# Corner cupboard...



## Fred Hargis (Apr 28, 2012)

This was my last project, completed in Feb (been kinda tied up on cabinets for the game room since then). Anyway, built of cherry and finished in garnet shellac this was more fun than many others because it had a lot of router table work (my personal favorite). The moldings were especially fun! This cabinet is pretty well documented in several books, I followed an article that Lonnie Bird wrote explaining his techniques.


----------



## WillemJM (Aug 18, 2011)

Very nice, looks great. Cherry is one of my favorites.:thumbsup:

Did you spray the Shellac?


----------



## Texas Sawduster (Apr 27, 2009)

*Very Nice !!!*

I love corner cabinets. 
They not only make use of mostly dead space in rooms but seem to make the rooms more cozy and in some cases larger than they really are.


----------



## Fred Hargis (Apr 28, 2012)

I sprayed the outside, but padded it on in the interior. Too many nooks/crannies on the outside.


----------



## cabinetman (Jul 5, 2007)

Nice work. All the moulding detail looks good. Did you consider pairing the doors?










 







.


----------



## gideon (May 26, 2010)

beautiful.


----------



## Sorrowful Jones (Nov 28, 2010)

Really nice!!


----------



## mackem (May 20, 2007)

Well done Fred, that's one gorgeous piece
of furniture. :yes:


----------



## Kenbo (Sep 16, 2008)

I've never worked with cherry. I have to say that is one exquisite piece. Very nicely done good sir.


----------



## Martyanderson (May 13, 2012)

That is some fine work! I am planning on building a similar cabinet out of cherry but it won't be a corner cabinet.


----------



## burkhome (Sep 5, 2010)

What is garnet shellac as opposed to orange or white shellac?


----------



## oldmacnut (Dec 27, 2010)

Kenbo said:


> I've never worked with cherry. I have to say that is one exquisite piece. Very nicely done good sir.


Its not bad, some people say its like working with walnut, the cherry i get locally seems harder than the walnut from the same place. Cherry, walnut, maple are the 3 primary woods I use, id do everything from cherry, if it wasnt for the price.


----------



## toocool (May 16, 2012)

That looks fantastic! That really is very well done and very professional.


----------



## Fred Hargis (Apr 28, 2012)

burkhome said:


> What is garnet shellac as opposed to orange or white shellac?
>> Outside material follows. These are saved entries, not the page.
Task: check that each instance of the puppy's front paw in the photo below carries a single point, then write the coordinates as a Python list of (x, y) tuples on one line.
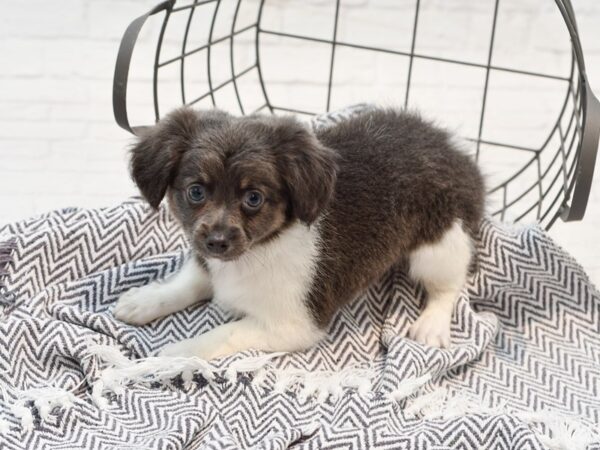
[(140, 305), (432, 328)]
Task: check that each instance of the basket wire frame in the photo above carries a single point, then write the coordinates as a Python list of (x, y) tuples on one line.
[(542, 199)]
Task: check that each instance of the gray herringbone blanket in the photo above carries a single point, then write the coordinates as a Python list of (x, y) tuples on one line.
[(523, 372)]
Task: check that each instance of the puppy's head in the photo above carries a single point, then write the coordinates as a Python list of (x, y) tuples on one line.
[(233, 182)]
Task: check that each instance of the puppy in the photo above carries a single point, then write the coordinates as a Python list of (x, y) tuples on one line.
[(286, 226)]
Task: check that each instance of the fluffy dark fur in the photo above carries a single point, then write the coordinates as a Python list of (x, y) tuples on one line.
[(380, 184)]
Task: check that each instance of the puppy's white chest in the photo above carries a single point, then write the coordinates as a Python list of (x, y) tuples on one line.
[(271, 281)]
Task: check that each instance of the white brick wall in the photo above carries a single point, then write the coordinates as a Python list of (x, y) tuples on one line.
[(59, 145)]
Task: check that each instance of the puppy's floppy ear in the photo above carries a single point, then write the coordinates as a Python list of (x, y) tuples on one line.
[(156, 156), (307, 167)]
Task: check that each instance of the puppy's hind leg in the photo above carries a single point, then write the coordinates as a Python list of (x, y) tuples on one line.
[(442, 267)]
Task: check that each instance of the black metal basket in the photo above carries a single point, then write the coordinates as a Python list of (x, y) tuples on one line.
[(553, 180)]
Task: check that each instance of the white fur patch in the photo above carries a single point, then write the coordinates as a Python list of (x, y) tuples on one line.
[(442, 267), (141, 305), (268, 286)]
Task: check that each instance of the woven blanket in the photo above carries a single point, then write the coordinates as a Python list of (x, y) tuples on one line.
[(523, 371)]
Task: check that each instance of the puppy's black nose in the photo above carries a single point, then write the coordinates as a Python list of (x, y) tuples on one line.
[(217, 243)]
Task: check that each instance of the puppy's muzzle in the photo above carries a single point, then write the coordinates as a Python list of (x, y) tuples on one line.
[(217, 243)]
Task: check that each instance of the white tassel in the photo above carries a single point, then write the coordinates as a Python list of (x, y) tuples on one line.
[(24, 414), (4, 427), (323, 385)]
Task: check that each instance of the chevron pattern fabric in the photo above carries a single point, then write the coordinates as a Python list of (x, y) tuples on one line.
[(523, 371)]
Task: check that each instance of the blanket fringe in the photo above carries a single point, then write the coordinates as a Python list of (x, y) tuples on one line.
[(42, 400), (555, 430), (320, 386), (6, 250)]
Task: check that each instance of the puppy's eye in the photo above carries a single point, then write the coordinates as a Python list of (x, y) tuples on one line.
[(197, 193), (253, 199)]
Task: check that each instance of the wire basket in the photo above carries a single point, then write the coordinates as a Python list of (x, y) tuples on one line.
[(227, 53)]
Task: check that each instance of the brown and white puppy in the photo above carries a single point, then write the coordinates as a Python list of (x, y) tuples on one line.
[(286, 226)]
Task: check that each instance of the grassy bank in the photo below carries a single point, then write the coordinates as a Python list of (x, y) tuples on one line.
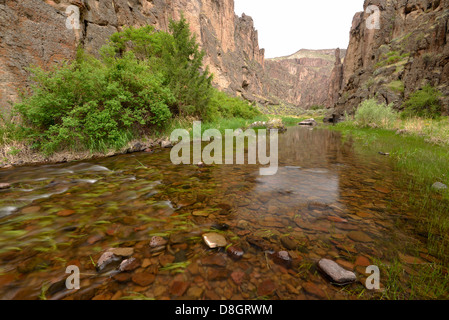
[(418, 150)]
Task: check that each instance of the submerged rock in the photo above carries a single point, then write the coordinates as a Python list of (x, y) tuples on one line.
[(214, 240), (235, 253), (308, 122), (5, 186), (106, 259), (166, 144), (282, 258), (129, 265), (439, 186), (336, 273), (157, 242), (289, 243)]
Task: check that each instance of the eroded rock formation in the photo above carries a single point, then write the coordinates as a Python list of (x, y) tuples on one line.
[(410, 49), (40, 32), (302, 79)]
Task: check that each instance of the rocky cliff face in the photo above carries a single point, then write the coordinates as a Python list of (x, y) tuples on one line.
[(301, 79), (410, 49), (34, 32)]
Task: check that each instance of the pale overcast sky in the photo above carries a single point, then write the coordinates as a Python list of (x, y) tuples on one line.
[(285, 26)]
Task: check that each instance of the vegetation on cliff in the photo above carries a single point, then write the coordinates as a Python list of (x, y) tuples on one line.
[(143, 80)]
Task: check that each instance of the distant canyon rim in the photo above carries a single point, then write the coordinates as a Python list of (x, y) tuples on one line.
[(34, 32)]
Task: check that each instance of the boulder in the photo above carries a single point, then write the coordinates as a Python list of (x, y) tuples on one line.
[(308, 122), (336, 273)]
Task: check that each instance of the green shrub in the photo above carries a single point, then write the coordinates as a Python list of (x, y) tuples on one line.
[(371, 113), (397, 86), (224, 106), (423, 103), (317, 107), (177, 56)]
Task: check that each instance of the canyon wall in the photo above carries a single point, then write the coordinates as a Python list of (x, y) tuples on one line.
[(303, 78), (34, 32), (410, 50)]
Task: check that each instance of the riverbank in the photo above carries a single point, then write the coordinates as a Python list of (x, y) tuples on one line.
[(21, 152), (416, 148)]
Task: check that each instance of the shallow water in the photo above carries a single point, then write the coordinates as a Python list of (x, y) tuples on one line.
[(329, 200)]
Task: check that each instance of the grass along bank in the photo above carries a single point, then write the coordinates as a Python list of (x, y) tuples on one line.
[(419, 149)]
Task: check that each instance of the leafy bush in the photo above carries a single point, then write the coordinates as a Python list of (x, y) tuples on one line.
[(223, 106), (142, 79), (317, 107), (397, 86), (177, 56), (371, 113), (423, 103)]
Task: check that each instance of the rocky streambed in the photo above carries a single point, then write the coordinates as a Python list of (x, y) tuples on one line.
[(139, 227)]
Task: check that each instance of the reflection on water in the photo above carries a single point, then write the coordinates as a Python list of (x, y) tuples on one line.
[(325, 201)]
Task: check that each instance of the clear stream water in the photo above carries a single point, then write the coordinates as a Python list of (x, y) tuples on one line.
[(327, 200)]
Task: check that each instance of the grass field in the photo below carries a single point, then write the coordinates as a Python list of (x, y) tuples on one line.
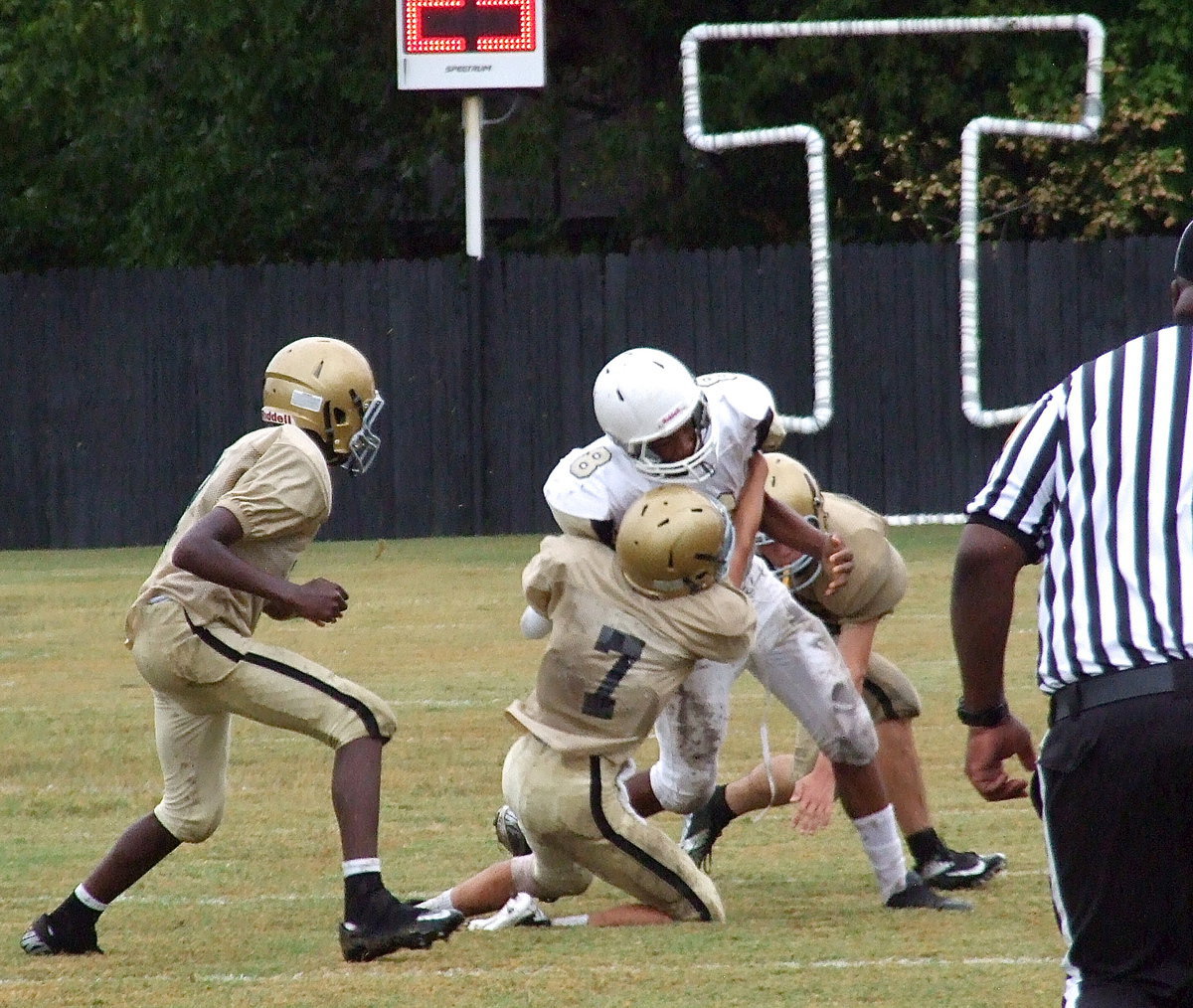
[(249, 918)]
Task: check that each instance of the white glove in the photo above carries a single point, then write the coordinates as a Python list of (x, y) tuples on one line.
[(534, 624)]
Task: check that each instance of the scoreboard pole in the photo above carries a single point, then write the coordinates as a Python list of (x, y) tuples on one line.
[(474, 177), (472, 46)]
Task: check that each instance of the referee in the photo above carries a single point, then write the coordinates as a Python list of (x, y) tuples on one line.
[(1098, 483)]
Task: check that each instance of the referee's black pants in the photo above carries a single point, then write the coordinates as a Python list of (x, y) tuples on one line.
[(1114, 787)]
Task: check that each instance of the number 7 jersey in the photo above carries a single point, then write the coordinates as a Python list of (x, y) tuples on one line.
[(615, 656)]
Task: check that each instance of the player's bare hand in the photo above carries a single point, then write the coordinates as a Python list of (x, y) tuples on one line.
[(278, 609), (838, 562), (320, 600), (812, 798), (985, 752)]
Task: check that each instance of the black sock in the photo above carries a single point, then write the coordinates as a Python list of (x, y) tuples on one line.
[(719, 809), (72, 917), (926, 846), (357, 890)]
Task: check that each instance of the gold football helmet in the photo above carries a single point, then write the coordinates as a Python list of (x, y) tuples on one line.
[(674, 541), (792, 483), (326, 387)]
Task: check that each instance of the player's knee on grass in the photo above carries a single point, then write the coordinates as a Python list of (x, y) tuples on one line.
[(683, 791)]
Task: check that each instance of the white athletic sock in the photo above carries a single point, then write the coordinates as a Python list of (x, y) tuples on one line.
[(883, 846), (87, 900), (440, 902), (574, 922)]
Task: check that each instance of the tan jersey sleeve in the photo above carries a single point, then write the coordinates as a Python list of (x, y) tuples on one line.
[(543, 577), (279, 490)]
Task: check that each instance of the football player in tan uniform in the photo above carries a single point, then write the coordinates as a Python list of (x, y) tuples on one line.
[(191, 635), (852, 613), (663, 426), (626, 629)]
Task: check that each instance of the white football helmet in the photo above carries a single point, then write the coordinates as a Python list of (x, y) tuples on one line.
[(326, 387), (792, 483), (643, 395), (674, 541)]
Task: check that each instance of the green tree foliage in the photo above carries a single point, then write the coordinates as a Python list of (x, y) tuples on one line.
[(159, 132)]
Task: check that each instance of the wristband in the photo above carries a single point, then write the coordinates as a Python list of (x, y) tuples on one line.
[(987, 717)]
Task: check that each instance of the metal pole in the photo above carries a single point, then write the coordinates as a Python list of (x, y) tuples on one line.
[(474, 204)]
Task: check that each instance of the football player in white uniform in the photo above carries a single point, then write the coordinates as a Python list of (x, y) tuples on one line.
[(626, 630), (661, 424), (876, 586)]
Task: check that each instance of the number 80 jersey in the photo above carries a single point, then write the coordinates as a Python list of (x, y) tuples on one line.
[(615, 656)]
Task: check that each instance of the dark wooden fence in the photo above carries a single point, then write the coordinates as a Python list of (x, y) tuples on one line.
[(122, 387)]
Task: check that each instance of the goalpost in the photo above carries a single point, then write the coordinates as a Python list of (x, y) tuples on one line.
[(817, 200)]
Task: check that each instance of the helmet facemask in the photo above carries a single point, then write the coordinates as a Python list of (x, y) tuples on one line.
[(365, 442), (689, 469), (790, 482)]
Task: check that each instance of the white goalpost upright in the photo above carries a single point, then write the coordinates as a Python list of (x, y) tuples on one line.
[(1085, 129), (817, 198)]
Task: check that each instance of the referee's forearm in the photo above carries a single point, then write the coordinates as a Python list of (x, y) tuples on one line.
[(982, 605)]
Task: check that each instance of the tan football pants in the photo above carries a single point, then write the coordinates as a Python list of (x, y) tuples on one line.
[(202, 675), (578, 821)]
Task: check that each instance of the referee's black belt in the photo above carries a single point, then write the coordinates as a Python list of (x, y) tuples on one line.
[(1109, 687)]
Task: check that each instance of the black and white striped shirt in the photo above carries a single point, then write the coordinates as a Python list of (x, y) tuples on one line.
[(1098, 480)]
I mix mine from flakes, and if you see them side by side it's quite obvious...the garnet is a deep red, and the orange is actually orange. I've never heard of white shellac though I do have some called platinum that is quite clear. I _think _the colors come from different levels of processing of the stick-lac (someone correct me on that if needed). The garnet comes out different on other woods, in the pic is a table top made of bubinga and maple, you can see the maple is really gold, even though it was garnet shellac I used....this was my first attempt to french polish something.

Edit in: it just occurred to me that you may be referring to Zinnser BIN as white shellac....that is a pigmented version used as primer.


----------